韓国における昨年の合計特殊出生率(1人の女性が生涯に産むと予想される子どもの数)はまだ発表されていないが、大統領直属の低出産・高齢社会委員会の関係者は「昨年10月までの人口統計に基づいて11月と12月分を計算したところ、おそらく0.96人になりそうだ」と伝えた。公式の統計は来月発表される予定だ。

 合計特殊出生率が0.96人とは、1組の夫婦が生涯で生む子どもの数が1人に満たないことを意味する。1組の夫婦が最低でも2人は生まないと社会を維持することはできない。合計特殊出生率が1未満というのは世界的に見ても非常に珍しい。経済協力開発機構(OECD)でも加盟35カ国平均の1.68人を大きく下回る圧倒的最下位だ。今の状態が今後も続けば非常事態を宣布すべきだろう。

 人口問題に詳しいある専門家は「本当に深刻な状況だが、それでも韓国社会ではあまりにも関心が低い」「合計特殊出生率も多少の低下ならそれなりに対策を取れるだろうが、低すぎるのでそれも難しいだろうし、対策を取るにしても巨額の費用が必要になるだろう」と述べた。その上でこの専門家は「韓国政府も国民も今の問題にしか関心がなく、未来については忘れてしまっているようだ」と嘆いた。

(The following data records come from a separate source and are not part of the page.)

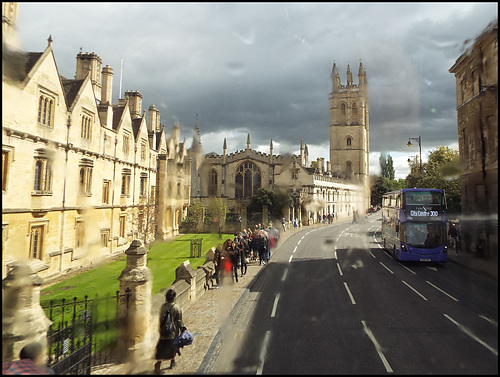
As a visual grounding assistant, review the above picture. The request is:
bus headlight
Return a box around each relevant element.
[443,245,448,252]
[401,244,407,251]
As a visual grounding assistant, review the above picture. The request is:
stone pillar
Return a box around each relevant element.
[117,240,153,363]
[175,261,197,300]
[2,262,52,362]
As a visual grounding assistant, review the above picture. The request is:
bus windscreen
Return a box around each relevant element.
[403,191,444,206]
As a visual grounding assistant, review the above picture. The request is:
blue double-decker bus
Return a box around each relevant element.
[382,188,448,262]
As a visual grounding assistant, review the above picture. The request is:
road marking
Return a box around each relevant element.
[399,263,416,274]
[362,320,394,373]
[426,266,438,271]
[256,330,272,375]
[402,280,427,301]
[444,314,498,356]
[297,239,302,245]
[379,262,394,274]
[281,269,288,282]
[479,315,498,327]
[337,263,343,276]
[305,231,310,235]
[333,251,337,259]
[300,235,305,240]
[369,251,376,258]
[426,281,459,301]
[288,255,293,263]
[292,246,297,253]
[344,282,356,304]
[271,294,280,317]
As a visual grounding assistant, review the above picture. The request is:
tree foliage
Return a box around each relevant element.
[379,153,395,180]
[207,196,228,235]
[182,199,205,235]
[405,146,461,214]
[247,187,292,220]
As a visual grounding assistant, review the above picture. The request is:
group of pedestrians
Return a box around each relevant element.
[212,224,279,286]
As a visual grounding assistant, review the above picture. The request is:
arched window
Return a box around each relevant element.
[341,103,347,120]
[351,102,357,121]
[235,161,261,199]
[208,169,218,197]
[346,136,353,147]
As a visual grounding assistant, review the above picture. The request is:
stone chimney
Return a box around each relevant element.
[101,65,113,105]
[148,104,160,132]
[125,90,142,119]
[75,52,102,101]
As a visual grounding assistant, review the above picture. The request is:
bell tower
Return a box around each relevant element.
[329,60,370,210]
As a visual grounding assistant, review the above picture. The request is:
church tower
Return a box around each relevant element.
[329,60,370,210]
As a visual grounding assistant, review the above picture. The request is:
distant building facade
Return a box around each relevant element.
[191,62,370,227]
[2,3,191,280]
[449,19,498,258]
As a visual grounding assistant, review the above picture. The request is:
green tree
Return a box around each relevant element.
[370,176,403,207]
[208,196,228,238]
[405,146,461,214]
[379,153,395,180]
[182,199,205,236]
[247,187,292,220]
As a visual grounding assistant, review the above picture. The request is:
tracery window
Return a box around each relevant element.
[351,102,358,121]
[81,114,92,140]
[235,161,261,199]
[37,92,55,127]
[341,103,347,120]
[33,158,52,192]
[208,169,218,197]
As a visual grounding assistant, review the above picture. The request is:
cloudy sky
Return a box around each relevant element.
[15,2,498,179]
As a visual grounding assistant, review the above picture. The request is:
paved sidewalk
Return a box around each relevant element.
[92,219,497,374]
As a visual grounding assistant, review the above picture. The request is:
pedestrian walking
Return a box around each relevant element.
[238,240,248,275]
[3,342,53,375]
[448,223,460,254]
[228,241,240,282]
[154,289,185,374]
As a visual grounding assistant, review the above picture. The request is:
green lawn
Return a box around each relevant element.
[40,233,233,304]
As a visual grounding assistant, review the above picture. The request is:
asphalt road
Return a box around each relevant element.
[200,213,498,374]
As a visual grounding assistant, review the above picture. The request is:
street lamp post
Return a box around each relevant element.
[407,135,422,173]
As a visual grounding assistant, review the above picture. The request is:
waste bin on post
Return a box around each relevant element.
[190,238,203,257]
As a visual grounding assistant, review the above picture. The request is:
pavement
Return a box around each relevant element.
[92,218,497,375]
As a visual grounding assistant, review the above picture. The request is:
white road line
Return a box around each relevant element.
[281,269,288,282]
[399,263,416,275]
[300,235,305,240]
[402,280,427,301]
[337,263,343,276]
[444,314,498,356]
[292,246,297,253]
[334,251,337,259]
[426,281,459,301]
[369,251,376,258]
[479,315,498,327]
[379,262,394,274]
[256,330,272,375]
[297,239,302,245]
[271,294,280,317]
[305,231,310,235]
[288,255,293,263]
[362,320,394,373]
[344,282,356,304]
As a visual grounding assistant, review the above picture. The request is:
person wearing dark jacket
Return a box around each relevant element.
[154,289,185,374]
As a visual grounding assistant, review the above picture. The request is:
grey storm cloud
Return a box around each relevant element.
[15,2,498,178]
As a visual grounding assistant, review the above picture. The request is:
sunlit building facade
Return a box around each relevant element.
[2,3,191,280]
[449,19,498,258]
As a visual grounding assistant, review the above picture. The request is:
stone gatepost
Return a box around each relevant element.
[175,261,196,300]
[2,262,52,362]
[117,240,153,363]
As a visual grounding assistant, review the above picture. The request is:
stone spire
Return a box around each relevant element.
[246,133,250,150]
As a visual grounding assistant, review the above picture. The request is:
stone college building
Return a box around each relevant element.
[2,2,370,281]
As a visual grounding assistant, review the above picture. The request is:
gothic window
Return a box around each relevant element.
[341,103,347,120]
[81,113,92,140]
[121,168,131,196]
[123,134,130,154]
[102,180,110,204]
[119,215,126,238]
[79,159,93,196]
[351,102,358,121]
[100,229,110,248]
[208,169,218,197]
[75,219,84,249]
[33,157,52,193]
[140,140,147,161]
[235,161,261,199]
[346,136,353,148]
[37,92,55,127]
[139,173,148,197]
[29,224,45,260]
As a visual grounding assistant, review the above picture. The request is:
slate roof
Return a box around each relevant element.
[112,106,125,130]
[61,78,85,109]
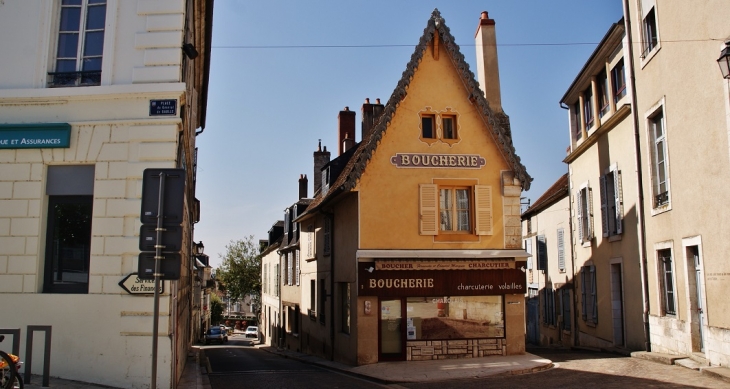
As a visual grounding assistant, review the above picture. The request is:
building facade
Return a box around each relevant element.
[521,174,573,347]
[0,1,212,388]
[260,221,283,346]
[625,0,730,365]
[560,20,646,351]
[293,10,532,365]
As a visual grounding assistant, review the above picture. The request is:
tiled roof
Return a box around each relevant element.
[303,9,531,217]
[521,173,569,218]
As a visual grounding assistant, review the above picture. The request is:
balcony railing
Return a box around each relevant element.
[654,191,669,208]
[48,71,101,87]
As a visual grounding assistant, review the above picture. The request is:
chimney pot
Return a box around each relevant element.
[481,11,488,19]
[376,98,381,104]
[365,98,370,104]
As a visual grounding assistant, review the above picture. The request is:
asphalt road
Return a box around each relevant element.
[204,335,387,389]
[204,337,729,389]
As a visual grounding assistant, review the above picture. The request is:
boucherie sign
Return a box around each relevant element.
[390,153,486,169]
[358,261,526,297]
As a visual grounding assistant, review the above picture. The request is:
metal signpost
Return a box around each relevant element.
[138,169,184,389]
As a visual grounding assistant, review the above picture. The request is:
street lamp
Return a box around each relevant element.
[193,241,205,255]
[717,41,730,79]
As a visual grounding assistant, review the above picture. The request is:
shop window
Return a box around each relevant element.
[581,265,597,324]
[419,182,492,240]
[659,249,676,315]
[406,296,504,339]
[600,165,623,237]
[44,165,94,294]
[340,283,350,334]
[50,0,107,87]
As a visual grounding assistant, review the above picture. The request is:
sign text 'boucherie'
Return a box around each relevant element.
[390,153,486,169]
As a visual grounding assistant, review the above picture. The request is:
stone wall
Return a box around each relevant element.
[407,339,505,361]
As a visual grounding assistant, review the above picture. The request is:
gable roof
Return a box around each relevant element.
[302,9,531,217]
[521,173,569,219]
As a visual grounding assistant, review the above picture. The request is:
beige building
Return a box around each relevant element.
[625,0,730,366]
[0,1,212,387]
[521,174,573,347]
[560,19,646,351]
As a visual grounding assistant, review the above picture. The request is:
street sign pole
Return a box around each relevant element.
[151,172,166,389]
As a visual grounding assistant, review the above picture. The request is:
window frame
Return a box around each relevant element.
[43,194,94,294]
[658,248,676,316]
[583,86,594,130]
[597,70,610,118]
[600,165,623,238]
[439,185,472,234]
[50,0,108,87]
[642,7,659,59]
[581,265,598,325]
[419,181,492,241]
[536,235,547,271]
[576,183,593,245]
[611,59,627,103]
[647,103,670,211]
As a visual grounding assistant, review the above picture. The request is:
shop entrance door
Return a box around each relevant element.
[379,299,405,361]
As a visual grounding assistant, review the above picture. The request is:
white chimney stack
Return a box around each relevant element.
[474,11,502,113]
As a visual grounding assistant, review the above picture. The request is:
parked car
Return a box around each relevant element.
[244,326,258,340]
[205,326,228,345]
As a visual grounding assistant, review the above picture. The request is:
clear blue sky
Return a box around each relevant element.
[195,1,624,267]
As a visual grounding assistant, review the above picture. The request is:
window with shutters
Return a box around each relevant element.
[306,223,314,259]
[295,251,300,286]
[600,165,623,239]
[536,235,547,271]
[581,265,598,325]
[323,216,332,257]
[557,228,565,272]
[576,184,593,245]
[542,287,556,326]
[560,288,571,331]
[419,181,491,242]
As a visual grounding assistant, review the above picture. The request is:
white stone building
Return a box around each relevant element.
[0,1,212,388]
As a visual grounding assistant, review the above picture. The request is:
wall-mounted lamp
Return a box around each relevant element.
[193,241,205,255]
[182,43,199,60]
[717,41,730,79]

 0.96人という数字にさえさほど危機感がないのは「出産に関する統計にこだわらない」とする今の政府の考え方とも無関係ではないだろう。今の政府は「合計特殊出生率を2020年までに1.5人に引き上げる」とするこれまでの目標は実現不可能とすでに判断しており、より長い観点から生活の質を高め、自然に引き上げたいとしている。もちろんこの考え方にも一理あるが、一方で出産を奨励する政策を完全に放棄していないか心配なのも事実だ。

 韓国よりも20年早く少子化問題に直面した日本では、2016年の合計特殊出生率は1.44人、17年は1.43人だった。17年の数値が前年よりも0.01人下がったことを日本のメディア各社は「非常事態」と表現した。現状だと日本は昨年も1.4人ほどを記録する見通しだ。韓国に比べるとずっとましだが、それでも日本政府による少子化対策は韓国政府とはあまりにも対照的だ。また15年には「50年後も人口1億人維持」を目指す「1億総活躍社会」という目標を掲げた。さらに少子化対策に取り組む省庁を統合し「1億総活躍担当長官」を新たに設け、希望出生率1.8人の実現を目指している。韓国と日本では政策の細かい内容にさほど大きな違いはないが、政府として明確な意志と目標を掲げている点で日本は韓国と大きく異なる。

 人口問題に詳しい国立社会保障・人口問題研究所の鈴木透氏は先日のインタビューで「日本政府による人口政策にさほど大きな成果はまだ出ていないが、少子化問題克服に向け努力していることを示すのは重要だ。それすらなければ出生率はもっと一気に低下してしまうだろう」と述べた。この言葉から、韓国における出生率の急落は政府の対応も一つの原因ではないかと心配になってくる。

 今月11-15日、韓国では極度に高濃度のPM(粒子状物質)2.5が発生し、国民は大きな苦痛を感じた。現在、PM2.5発生時の緊急対策として公務員による自動車運転の2部制、道路の清掃、老朽化したディーゼル車の運行制限、石炭火力発電所の出力制限などが行われているが、これだけでは不十分と国民の誰もが感じている。だとすれば政府は新たな対策を提示するか、あるいは最低でも対策に取り組んでいる姿勢を示さねばならない。文在寅(ムン・ジェイン)大統領は22日「政府は手をこまねいていると言われている」として政府関係者を叱責(しっせき)した。文大統領は「今国民が願っているのは最善を尽くす政府だ。実行可能な特段の対策に取り組み、創造力と想像力を発揮しなければならない」と訴えた。

 少子化も大気汚染もどちらも非常に困難で深刻な問題であるため、国と政府を挙げて全力で対策に取り組まねばならないが、それでも解決の見通しが立つかどうか分からない。しかし政府の存在理由はこのような困難な問題に取り組むことではないだろうか。政府が頭を痛めて解決策を模索しているとの印象さえ国民に与えられれば、今のように不安ばかりが膨らむことはないだろう。政府は積弊清算や北朝鮮問題に今も大きな関心を示し力を入れているが、その関心の半分、いや半分の半分でも少子化対策や大気汚染対策に振り向ければ、目に見える成果や見通しはずっと以前から出ていたのではないか。